Cabe mencionar, que el consejo directivo del Fondo Nacional de Prestaciones Sociales del Magisterio no es el llamado a reglamentar la ley mediante la cual se establece el derecho a la pensión de jubilación.

De la cuantía de la pensión

A juicio de esta Sala, la administración indujo a error a la demandante al exigirle tramitar por separado una pensión de jubilación por tiempo completo y otra por medio tiempo.

Se reitera, no se trata del reconocimiento de dos pensiones ordinarias de jubilación, sino de que en la liquidación de la pensión de jubilación se puedan sumar los ingresos provenientes de dos vinculaciones, siempre que ellas se ajusten a la ley. Bajo esta premisa se examinará el caso.

Conforme a la Ley 33 de 1985 quienes a la fecha de su expedición (ene. 29) hubiesen cumplido quince años completos de servicios, seguirían rigiéndose por la edad exigida en la normatividad anterior, que era de cincuenta años. Los quince años de servicios los cumplió la actora el 12 de febrero de 1983, sin duda, la edad exigible para jubilación era de cincuenta años. Ahora como la actora nació el 20 de octubre de 1946 (fl. 2), el requisito de edad lo cumplió el 20 de octubre de 1996; adquiriendo el status de pensionada en esta última fecha.

Como se dijo la Ley 4ª de 1992 se expidió el 19 de diciembre, es decir, para el 20 de octubre de 1996, era inconstitucional e ilegal devengar simultáneamente asignación como docente de tiempo completo y de medio tiempo.

Conforme al artículo 1º de la Ley 33 de 1985, la pensión se liquidaba sobre el 75% del salario promedio que sirvió de base para los aportes en el último año de servicios.
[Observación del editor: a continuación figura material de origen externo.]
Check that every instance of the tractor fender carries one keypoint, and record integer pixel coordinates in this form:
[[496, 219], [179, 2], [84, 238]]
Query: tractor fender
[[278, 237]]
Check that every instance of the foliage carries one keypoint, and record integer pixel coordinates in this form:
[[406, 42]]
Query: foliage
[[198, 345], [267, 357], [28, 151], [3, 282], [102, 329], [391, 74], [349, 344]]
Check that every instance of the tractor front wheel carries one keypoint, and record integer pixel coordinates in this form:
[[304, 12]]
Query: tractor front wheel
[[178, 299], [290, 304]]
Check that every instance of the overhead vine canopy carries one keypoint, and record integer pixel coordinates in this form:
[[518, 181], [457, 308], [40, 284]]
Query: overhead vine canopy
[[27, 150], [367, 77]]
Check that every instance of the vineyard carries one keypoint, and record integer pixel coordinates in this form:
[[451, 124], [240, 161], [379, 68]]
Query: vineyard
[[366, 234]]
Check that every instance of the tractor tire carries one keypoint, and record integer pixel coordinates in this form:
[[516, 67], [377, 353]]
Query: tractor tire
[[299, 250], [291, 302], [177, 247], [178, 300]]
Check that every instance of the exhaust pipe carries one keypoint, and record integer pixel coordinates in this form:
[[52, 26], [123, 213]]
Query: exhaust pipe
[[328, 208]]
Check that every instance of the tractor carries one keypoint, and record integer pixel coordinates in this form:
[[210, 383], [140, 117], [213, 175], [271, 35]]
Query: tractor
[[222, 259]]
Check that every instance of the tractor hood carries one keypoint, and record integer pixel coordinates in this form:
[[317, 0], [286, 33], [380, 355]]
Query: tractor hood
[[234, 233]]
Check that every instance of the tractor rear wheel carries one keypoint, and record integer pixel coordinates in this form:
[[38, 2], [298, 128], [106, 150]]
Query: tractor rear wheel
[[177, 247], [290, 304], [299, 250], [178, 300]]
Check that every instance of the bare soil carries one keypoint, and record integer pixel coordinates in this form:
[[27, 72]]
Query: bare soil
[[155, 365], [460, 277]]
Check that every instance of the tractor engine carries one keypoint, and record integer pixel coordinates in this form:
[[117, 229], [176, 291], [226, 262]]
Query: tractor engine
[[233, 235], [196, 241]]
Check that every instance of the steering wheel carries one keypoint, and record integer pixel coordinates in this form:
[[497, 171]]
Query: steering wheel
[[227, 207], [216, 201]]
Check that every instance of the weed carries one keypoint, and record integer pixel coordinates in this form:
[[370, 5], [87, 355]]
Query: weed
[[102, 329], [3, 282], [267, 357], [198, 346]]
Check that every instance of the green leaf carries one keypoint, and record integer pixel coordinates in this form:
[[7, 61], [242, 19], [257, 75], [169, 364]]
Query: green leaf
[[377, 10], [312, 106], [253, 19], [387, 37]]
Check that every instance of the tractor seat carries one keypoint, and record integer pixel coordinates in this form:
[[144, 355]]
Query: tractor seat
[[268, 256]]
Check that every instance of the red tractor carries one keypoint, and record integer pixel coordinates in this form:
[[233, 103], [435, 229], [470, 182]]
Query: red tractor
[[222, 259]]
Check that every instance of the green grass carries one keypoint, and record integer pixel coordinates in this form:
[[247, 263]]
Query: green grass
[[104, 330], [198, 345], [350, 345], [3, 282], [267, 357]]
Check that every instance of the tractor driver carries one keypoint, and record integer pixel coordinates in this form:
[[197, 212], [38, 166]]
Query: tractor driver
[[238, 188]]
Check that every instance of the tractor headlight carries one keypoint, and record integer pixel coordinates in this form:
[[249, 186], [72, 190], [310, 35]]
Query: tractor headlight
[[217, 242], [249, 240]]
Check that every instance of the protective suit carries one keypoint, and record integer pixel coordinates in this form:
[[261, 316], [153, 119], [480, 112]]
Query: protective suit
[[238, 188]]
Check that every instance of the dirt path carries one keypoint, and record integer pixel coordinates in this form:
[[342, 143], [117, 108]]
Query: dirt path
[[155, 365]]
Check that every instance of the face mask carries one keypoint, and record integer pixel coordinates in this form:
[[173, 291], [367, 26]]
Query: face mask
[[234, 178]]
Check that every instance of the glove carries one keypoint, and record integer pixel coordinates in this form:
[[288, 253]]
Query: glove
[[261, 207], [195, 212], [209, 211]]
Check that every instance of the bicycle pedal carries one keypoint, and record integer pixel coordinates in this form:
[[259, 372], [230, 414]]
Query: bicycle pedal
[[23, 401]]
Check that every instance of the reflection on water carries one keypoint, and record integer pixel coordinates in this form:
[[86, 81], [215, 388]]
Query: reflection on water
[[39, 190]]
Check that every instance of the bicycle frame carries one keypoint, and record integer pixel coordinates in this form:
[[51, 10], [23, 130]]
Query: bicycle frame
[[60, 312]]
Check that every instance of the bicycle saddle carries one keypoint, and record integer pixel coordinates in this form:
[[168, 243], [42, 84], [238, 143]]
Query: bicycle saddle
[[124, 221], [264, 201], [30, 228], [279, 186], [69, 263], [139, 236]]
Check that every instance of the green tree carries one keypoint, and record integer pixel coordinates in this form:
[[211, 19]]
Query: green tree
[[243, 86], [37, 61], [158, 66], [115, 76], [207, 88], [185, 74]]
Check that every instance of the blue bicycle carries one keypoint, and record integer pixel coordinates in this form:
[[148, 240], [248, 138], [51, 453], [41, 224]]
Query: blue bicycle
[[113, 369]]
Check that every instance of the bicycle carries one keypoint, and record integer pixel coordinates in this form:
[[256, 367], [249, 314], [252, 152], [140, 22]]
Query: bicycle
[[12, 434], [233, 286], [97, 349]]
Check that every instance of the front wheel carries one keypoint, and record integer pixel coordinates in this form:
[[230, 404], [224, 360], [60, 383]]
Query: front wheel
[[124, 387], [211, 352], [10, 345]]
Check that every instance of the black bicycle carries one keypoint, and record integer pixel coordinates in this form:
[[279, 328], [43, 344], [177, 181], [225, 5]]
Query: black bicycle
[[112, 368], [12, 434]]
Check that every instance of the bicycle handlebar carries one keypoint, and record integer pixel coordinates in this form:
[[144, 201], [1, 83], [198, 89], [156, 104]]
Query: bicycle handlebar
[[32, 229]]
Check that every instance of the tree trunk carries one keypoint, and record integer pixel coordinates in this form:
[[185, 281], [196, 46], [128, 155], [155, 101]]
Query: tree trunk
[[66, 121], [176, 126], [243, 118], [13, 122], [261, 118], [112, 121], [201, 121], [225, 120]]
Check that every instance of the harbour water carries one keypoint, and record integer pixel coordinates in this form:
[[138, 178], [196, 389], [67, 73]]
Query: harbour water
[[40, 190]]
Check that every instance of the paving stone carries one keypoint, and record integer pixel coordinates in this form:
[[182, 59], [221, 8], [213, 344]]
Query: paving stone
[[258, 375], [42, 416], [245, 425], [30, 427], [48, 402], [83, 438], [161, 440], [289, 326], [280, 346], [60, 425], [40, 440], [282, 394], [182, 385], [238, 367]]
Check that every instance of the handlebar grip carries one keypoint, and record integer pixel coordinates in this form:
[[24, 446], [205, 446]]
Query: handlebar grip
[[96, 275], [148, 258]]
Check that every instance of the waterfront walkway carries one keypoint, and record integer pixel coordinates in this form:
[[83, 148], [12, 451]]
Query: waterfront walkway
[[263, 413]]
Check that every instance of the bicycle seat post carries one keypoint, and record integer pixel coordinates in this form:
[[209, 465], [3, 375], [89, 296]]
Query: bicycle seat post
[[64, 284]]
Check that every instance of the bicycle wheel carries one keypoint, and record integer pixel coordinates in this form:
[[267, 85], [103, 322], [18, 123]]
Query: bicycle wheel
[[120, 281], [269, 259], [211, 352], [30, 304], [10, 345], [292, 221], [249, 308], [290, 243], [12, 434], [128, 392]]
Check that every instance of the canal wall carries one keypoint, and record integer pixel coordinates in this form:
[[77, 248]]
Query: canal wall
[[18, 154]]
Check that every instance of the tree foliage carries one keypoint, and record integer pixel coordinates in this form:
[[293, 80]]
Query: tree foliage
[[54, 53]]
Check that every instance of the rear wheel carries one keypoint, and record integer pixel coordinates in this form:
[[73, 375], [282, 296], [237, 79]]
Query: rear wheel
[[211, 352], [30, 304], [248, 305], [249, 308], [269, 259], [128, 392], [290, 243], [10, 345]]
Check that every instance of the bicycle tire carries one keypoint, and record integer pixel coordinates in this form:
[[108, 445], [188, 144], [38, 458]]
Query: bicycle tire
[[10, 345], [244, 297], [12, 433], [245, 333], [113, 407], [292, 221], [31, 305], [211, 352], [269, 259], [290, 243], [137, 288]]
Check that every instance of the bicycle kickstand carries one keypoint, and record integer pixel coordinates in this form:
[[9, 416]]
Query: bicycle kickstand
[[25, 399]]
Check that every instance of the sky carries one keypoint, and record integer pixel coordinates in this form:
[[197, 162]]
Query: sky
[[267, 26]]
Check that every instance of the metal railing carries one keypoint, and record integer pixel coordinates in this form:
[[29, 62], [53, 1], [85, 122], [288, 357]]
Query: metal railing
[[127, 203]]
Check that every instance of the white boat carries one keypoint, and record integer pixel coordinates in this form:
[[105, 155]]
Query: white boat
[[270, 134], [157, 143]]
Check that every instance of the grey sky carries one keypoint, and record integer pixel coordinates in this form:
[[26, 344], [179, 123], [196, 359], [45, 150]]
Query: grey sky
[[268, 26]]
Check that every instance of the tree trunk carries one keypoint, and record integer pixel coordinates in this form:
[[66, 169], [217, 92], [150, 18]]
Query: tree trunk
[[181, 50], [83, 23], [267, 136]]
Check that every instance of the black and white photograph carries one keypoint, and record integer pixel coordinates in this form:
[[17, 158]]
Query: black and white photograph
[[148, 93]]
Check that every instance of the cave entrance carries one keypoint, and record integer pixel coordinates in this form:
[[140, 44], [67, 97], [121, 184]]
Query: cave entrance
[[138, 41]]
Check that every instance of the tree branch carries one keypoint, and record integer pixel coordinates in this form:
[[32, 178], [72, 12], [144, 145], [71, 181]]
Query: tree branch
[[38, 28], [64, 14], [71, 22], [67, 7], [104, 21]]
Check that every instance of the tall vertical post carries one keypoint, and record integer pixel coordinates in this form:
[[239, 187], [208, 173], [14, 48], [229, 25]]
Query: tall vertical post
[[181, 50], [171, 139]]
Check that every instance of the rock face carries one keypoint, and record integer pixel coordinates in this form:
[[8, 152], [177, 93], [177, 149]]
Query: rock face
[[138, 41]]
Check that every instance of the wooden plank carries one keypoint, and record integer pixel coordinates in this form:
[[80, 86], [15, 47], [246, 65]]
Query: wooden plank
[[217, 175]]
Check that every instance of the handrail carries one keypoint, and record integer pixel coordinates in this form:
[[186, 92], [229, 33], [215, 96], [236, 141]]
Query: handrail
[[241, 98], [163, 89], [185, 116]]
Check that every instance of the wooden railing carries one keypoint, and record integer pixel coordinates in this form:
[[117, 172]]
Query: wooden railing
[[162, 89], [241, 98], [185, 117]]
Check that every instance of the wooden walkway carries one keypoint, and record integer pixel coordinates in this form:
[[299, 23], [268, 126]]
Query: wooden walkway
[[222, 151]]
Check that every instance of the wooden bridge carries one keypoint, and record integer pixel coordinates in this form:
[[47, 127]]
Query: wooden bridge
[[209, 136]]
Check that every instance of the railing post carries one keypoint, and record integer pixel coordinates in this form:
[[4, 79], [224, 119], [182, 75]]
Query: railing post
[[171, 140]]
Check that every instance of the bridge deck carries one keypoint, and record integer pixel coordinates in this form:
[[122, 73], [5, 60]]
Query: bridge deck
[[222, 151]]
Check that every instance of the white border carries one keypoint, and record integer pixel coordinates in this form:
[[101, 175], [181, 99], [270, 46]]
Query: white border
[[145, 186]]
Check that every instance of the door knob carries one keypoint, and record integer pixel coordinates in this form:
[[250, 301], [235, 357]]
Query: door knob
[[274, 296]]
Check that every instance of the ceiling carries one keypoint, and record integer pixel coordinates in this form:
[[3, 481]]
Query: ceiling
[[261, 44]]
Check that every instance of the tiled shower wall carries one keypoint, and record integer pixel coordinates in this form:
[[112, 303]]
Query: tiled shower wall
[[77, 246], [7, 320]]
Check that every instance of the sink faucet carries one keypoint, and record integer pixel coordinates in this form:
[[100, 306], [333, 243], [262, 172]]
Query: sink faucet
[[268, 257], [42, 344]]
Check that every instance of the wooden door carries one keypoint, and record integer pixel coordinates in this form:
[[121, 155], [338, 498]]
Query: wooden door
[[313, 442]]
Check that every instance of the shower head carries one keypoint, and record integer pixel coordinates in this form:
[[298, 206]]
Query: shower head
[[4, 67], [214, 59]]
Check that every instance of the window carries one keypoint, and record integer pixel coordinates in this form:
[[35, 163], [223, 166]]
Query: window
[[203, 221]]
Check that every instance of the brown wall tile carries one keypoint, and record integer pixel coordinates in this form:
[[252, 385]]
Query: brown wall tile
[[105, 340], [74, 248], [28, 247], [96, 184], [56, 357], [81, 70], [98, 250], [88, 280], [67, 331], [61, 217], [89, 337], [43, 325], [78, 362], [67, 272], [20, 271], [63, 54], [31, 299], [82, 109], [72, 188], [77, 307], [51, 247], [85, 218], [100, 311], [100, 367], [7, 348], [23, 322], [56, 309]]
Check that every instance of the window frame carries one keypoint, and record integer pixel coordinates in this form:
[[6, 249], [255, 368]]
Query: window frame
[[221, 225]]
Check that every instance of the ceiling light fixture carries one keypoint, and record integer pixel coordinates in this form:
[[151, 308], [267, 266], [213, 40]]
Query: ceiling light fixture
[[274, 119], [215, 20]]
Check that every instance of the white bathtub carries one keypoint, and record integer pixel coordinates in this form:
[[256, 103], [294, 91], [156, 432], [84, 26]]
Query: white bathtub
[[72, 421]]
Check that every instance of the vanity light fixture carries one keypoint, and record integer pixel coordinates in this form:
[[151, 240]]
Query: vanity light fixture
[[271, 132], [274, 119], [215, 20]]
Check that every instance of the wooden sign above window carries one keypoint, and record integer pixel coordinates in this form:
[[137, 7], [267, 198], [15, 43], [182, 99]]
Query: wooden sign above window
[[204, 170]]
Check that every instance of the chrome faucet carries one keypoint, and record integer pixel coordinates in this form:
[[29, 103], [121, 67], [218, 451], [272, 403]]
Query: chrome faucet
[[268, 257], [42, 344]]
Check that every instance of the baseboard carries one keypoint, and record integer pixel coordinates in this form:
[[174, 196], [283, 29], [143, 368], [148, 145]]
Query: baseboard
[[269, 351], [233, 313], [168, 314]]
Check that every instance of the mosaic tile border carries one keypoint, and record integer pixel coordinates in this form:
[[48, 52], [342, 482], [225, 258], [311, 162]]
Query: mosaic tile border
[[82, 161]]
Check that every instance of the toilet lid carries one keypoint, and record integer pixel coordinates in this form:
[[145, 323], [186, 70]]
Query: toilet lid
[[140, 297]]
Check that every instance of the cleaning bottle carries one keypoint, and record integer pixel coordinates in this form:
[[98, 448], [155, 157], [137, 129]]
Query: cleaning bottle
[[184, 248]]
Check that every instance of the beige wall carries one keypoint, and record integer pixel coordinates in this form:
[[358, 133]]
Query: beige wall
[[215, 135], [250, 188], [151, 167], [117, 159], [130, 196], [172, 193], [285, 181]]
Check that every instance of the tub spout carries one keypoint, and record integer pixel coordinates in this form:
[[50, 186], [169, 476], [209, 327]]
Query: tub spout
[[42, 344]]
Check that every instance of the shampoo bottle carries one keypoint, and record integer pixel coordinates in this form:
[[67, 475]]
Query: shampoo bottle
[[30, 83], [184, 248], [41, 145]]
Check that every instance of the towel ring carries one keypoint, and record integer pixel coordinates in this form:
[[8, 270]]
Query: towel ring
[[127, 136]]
No obstante, si el status de pensionada se adquirió el 20 de octubre de 1996, mal podría tenerse en cuenta el ingreso obtenido por razón de su vinculación como docente de medio tiempo para efectos pensionales pues una situación ilegal, lo ha reiterado la Sala, no puede dar lagar a la consolidación de derecho alguno.

En consecuencia, aunque por razones diferentes, se confirmará la sentencia del tribunal.

En mérito de lo expuesto, el Consejo de Estado, Sala de lo Contencioso Administrativo, Sección Segunda, Subsección "A", administrando justicia en nombre de la República y por autoridad de la ley,

FALLA:

Confírmase la sentencia proferida el 7 de abril de 1999 por el Tribunal Administrativo del Quindío, en el proceso incoado por la señora Olga Jiménez Gómez contra la Nación – Ministerio de Educación Nacional.

Cópiese, notifíquese, y devuélvase el expediente al tribunal de origen. Publíquese.

Esta providencia fue estudiada y aprobada por la Sala en sesión de la fecha.

Alberto Arango Mantilla—Nicolás Pájaro Peñaranda—Ana Margarita Olaya Forero. 

Myriam Viracachá Sandoval, Secretaria ad hoc.